AJR  Books
From AJR,   February/March 2006

The Blog Revolution   

Blog! How the Newest Media Revolution Is Changing Politics, Business, and Culture
By David Kline and Dan Burstein
CDS Books
402 pages; $24.95

Book review by Carl Sessions Stepp

Carl Sessions Stepp (cstepp@umd.edu) began writing for his hometown paper, the Marlboro Herald-Advocate in Bennettsville, South Carolina, in 1963, after his freshman year in high school. He studied journalism at the University of South Carolina, where he edited The Gamecock.

After college, he worked for the St. Petersburg Times and the Charlotte Observer before becoming the first national editor at USA Today in 1982. In 1983, he joined the University of Maryland journalism faculty full time.

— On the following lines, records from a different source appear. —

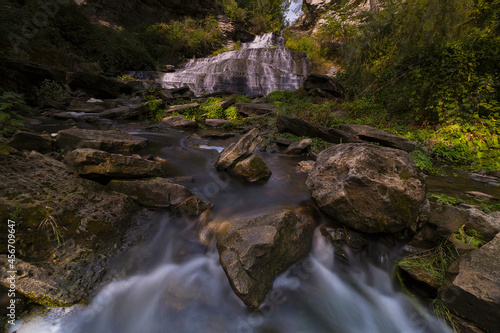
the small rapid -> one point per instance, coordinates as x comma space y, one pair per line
258, 67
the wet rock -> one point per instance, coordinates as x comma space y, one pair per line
215, 122
329, 86
252, 169
299, 127
161, 193
254, 109
180, 122
241, 149
183, 108
115, 141
299, 147
368, 188
97, 85
31, 141
90, 221
253, 252
305, 166
133, 111
385, 139
94, 163
472, 286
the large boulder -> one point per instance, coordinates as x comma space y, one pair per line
31, 141
95, 163
385, 139
62, 261
239, 150
252, 169
253, 252
369, 188
472, 286
329, 86
161, 193
299, 127
179, 122
114, 141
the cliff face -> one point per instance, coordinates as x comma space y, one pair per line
127, 13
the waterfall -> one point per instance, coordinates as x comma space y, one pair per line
259, 67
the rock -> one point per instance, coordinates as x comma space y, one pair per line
252, 169
368, 188
385, 139
482, 196
90, 220
115, 141
254, 109
30, 141
253, 252
299, 147
448, 219
342, 236
241, 149
328, 85
305, 166
299, 127
472, 286
97, 85
98, 164
133, 111
180, 122
161, 193
183, 107
215, 122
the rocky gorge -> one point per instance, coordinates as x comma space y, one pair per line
220, 213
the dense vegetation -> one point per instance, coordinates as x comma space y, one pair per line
426, 68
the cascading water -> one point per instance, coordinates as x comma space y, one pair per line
259, 67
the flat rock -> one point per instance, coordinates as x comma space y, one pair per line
239, 150
299, 127
254, 109
385, 139
31, 141
179, 122
472, 286
253, 252
252, 169
183, 108
368, 188
299, 147
114, 141
161, 193
97, 163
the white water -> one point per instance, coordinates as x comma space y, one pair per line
193, 295
259, 67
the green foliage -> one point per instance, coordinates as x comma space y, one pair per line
434, 262
422, 160
51, 91
441, 199
12, 107
126, 77
469, 237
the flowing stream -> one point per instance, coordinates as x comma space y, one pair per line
258, 67
171, 281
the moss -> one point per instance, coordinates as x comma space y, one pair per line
46, 300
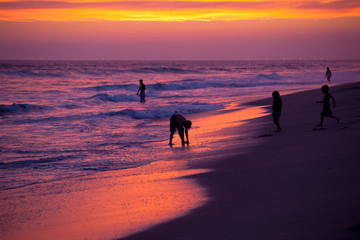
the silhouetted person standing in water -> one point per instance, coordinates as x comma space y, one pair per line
326, 111
179, 122
277, 105
141, 90
328, 74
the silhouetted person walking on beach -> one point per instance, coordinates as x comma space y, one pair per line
141, 90
179, 122
328, 74
277, 105
326, 111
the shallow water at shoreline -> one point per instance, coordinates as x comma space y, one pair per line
64, 119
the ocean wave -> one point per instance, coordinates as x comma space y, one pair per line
32, 162
20, 108
165, 111
28, 73
162, 70
113, 87
116, 98
272, 76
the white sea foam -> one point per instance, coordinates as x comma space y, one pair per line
71, 118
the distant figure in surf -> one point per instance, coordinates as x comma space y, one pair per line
179, 122
326, 111
276, 108
141, 90
328, 74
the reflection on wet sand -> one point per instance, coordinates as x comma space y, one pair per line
100, 207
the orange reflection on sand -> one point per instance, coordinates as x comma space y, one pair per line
215, 123
104, 206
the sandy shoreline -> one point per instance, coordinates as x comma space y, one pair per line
302, 183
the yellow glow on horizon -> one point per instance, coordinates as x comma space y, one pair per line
180, 10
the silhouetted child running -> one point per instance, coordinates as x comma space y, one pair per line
178, 121
326, 111
141, 90
277, 105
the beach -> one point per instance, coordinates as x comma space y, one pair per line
81, 158
301, 183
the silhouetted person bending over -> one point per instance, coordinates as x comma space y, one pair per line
276, 107
326, 111
328, 74
141, 90
179, 122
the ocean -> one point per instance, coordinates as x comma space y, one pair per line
65, 119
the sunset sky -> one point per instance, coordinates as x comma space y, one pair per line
171, 30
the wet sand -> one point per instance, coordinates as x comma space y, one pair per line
301, 183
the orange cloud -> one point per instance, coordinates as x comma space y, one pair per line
179, 10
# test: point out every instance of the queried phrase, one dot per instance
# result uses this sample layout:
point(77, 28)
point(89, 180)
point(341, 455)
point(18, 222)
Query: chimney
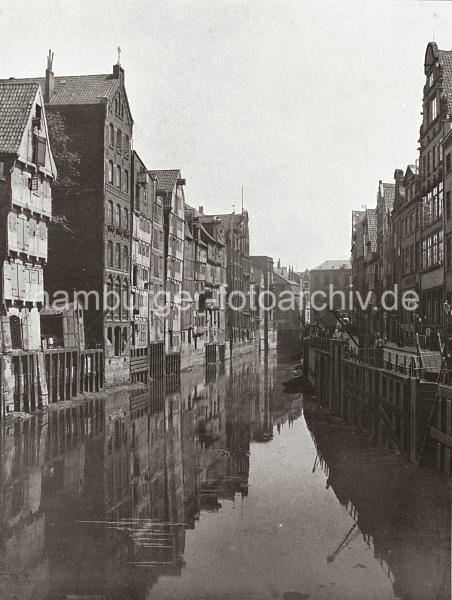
point(118, 72)
point(50, 79)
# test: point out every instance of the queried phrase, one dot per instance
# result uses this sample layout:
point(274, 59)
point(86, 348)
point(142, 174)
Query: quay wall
point(389, 398)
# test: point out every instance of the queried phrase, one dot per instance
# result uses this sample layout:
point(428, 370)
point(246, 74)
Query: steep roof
point(445, 59)
point(333, 264)
point(389, 195)
point(16, 101)
point(371, 220)
point(77, 89)
point(166, 178)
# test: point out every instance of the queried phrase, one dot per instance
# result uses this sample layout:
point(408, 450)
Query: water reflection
point(184, 491)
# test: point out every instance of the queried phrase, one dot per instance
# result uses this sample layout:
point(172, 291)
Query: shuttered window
point(40, 146)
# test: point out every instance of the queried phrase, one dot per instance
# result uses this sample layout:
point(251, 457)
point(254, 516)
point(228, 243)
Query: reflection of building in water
point(97, 497)
point(262, 415)
point(22, 525)
point(42, 469)
point(401, 514)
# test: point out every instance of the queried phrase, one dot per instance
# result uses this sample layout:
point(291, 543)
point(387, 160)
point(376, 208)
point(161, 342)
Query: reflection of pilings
point(379, 497)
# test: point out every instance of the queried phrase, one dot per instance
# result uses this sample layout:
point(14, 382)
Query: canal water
point(217, 486)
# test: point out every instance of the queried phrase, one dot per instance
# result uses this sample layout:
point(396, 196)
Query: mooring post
point(414, 388)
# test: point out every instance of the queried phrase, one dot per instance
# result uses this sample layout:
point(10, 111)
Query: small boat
point(299, 383)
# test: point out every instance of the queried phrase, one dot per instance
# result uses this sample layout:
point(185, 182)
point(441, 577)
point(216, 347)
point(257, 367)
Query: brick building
point(142, 196)
point(263, 265)
point(89, 247)
point(435, 124)
point(237, 244)
point(331, 275)
point(27, 171)
point(170, 186)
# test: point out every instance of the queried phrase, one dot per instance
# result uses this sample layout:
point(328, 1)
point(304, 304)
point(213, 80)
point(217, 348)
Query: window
point(449, 252)
point(125, 258)
point(40, 147)
point(125, 303)
point(119, 140)
point(110, 172)
point(433, 109)
point(117, 215)
point(109, 254)
point(109, 218)
point(109, 301)
point(432, 250)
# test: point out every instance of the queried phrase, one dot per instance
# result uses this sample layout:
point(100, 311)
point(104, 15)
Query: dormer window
point(119, 140)
point(433, 109)
point(39, 150)
point(36, 121)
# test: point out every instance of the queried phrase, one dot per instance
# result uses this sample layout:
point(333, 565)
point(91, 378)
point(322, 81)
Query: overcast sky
point(306, 104)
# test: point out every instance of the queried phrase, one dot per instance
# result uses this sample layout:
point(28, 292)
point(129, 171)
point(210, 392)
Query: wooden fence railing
point(393, 404)
point(30, 380)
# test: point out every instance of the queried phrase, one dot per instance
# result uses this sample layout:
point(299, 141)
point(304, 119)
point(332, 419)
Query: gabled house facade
point(170, 186)
point(27, 172)
point(89, 245)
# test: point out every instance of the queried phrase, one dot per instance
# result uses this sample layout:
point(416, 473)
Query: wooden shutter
point(7, 283)
point(20, 233)
point(14, 282)
point(22, 291)
point(41, 151)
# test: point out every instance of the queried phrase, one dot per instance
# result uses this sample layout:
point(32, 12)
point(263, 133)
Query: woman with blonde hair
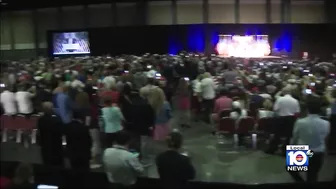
point(85, 109)
point(24, 176)
point(162, 110)
point(267, 109)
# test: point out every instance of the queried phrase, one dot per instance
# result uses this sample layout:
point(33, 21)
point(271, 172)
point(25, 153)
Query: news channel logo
point(297, 157)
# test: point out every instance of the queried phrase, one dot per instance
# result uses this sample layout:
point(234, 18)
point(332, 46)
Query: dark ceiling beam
point(9, 5)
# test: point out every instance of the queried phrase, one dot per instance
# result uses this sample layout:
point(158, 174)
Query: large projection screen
point(243, 46)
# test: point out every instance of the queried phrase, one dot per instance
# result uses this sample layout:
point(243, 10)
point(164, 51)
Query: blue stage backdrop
point(293, 39)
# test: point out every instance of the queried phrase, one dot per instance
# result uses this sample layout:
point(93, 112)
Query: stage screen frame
point(243, 45)
point(83, 44)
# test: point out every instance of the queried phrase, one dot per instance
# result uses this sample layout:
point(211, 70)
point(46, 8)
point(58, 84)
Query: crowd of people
point(129, 99)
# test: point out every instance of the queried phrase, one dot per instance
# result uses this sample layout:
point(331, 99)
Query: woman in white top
point(8, 102)
point(237, 114)
point(267, 111)
point(237, 111)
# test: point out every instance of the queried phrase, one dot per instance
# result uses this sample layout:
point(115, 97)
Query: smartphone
point(308, 91)
point(43, 186)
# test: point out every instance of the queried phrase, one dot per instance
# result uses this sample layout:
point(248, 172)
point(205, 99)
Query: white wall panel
point(23, 30)
point(189, 12)
point(252, 11)
point(275, 11)
point(307, 12)
point(100, 15)
point(47, 19)
point(5, 36)
point(73, 17)
point(221, 11)
point(160, 13)
point(126, 14)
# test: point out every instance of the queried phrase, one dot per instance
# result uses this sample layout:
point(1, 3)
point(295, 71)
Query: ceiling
point(34, 4)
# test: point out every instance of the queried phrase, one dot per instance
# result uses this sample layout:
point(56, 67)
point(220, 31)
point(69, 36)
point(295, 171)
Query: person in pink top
point(221, 103)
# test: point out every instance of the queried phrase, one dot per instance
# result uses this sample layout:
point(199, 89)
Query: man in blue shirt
point(312, 131)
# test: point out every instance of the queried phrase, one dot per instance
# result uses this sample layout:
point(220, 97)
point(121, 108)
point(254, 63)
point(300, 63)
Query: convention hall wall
point(24, 33)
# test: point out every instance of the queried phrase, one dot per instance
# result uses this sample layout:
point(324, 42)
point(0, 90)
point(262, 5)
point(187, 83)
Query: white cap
point(38, 78)
point(236, 104)
point(151, 74)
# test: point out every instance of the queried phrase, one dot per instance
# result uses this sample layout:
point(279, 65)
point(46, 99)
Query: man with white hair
point(208, 94)
point(286, 108)
point(286, 105)
point(144, 91)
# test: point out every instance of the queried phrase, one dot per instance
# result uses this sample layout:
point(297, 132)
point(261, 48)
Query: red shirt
point(113, 94)
point(222, 103)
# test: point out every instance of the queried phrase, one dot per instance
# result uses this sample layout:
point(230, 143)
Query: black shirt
point(174, 169)
point(78, 140)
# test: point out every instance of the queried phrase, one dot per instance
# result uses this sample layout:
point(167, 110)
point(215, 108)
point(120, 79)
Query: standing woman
point(85, 109)
point(112, 121)
point(183, 103)
point(162, 109)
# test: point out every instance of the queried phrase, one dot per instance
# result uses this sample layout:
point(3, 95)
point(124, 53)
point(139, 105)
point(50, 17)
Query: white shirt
point(312, 131)
point(77, 84)
point(24, 100)
point(108, 81)
point(121, 166)
point(265, 114)
point(286, 106)
point(208, 89)
point(234, 115)
point(266, 96)
point(196, 86)
point(146, 90)
point(8, 102)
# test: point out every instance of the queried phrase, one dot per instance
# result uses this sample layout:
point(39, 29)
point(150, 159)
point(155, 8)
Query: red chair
point(33, 128)
point(245, 125)
point(226, 125)
point(265, 125)
point(20, 122)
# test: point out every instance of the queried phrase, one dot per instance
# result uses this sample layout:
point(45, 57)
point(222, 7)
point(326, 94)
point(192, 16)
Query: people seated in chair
point(175, 169)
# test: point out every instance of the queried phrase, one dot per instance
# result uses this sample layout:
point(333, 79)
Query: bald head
point(47, 107)
point(286, 90)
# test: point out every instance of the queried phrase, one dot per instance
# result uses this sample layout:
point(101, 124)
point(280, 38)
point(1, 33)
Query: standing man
point(312, 131)
point(50, 129)
point(208, 95)
point(286, 108)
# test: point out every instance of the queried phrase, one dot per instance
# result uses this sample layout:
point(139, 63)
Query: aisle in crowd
point(156, 101)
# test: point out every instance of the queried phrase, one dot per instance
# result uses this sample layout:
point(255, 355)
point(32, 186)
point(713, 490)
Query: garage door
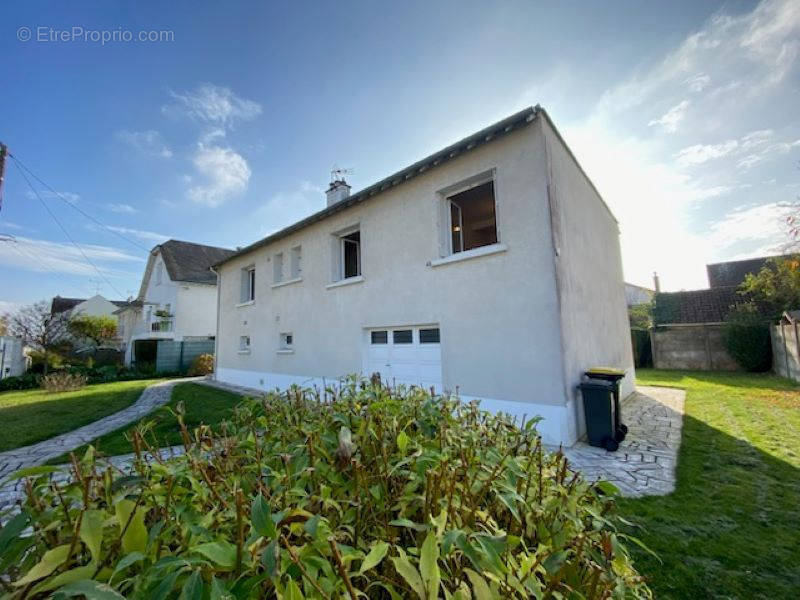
point(407, 355)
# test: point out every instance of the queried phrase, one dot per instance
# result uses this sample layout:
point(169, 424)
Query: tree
point(776, 287)
point(97, 329)
point(37, 327)
point(641, 316)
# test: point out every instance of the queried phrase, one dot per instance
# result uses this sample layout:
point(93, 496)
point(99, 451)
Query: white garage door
point(408, 355)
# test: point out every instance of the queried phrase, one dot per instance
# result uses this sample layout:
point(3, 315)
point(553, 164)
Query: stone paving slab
point(151, 398)
point(645, 462)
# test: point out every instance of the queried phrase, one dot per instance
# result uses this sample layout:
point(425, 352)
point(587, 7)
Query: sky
point(224, 125)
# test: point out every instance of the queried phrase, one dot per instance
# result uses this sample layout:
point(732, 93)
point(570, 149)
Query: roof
point(60, 304)
point(733, 273)
point(483, 136)
point(190, 262)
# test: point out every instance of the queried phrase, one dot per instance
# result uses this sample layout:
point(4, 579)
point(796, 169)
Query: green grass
point(202, 405)
point(732, 527)
point(30, 416)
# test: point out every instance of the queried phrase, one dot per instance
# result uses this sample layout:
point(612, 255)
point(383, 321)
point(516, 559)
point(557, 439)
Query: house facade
point(491, 268)
point(177, 300)
point(13, 360)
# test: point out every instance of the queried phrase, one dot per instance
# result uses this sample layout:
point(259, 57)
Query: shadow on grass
point(730, 529)
point(31, 422)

In the ensuing 30 years, he also has served as senior editor and book reviewer for AJR, writing dozens of pieces. He has been a visiting writing and editing coach for news organizations in more than 30 states.

     


A blogger interviewed for this book tells a charming story about launching his Web site back in 2002.

"It must have been four or five months into it, but the first time I broke a hundred visitors a day was kind of a shocking moment for me. I mean, I realized I couldn't fit a hundred people in my living room. And yet all these people are coming to hear me talk?"

Two years later, the blog (dailykos.com) was drawing more than half a million visitors a day, and the charm was fading. Blogger Markos Moulitsas Zuniga was worrying, "The traffic is at a point where, as the site grows, I don't get happy about it anymore. It just means more headaches."

Before 1997, the word blog, now defined as a regularly updated online journal, didn't exist. By 1999 there were a few hundred blogs. Today, the search site technorati.com tracks 23.5 million of them.

Seldom if ever has a media innovation exploded any faster. The authors' use of the word "revolution" seems totally justified. And what is most interesting, and probably important, may not be the blog revolution itself, but what it says and foreshadows about changes in our overall media, culture and society.

David Kline and Dan Burstein are journalists and consultants who put together their book in a somewhat bloglike manner. They offer their own excellent overviews of blogging history, status and impact; reprint key articles on the phenomenon; and interview more than two dozen bloggers and thinkers.

The result is a provocative primer, sometimes breathless, mostly balanced, and, for those in the conventional news business, both unsettling and arousing.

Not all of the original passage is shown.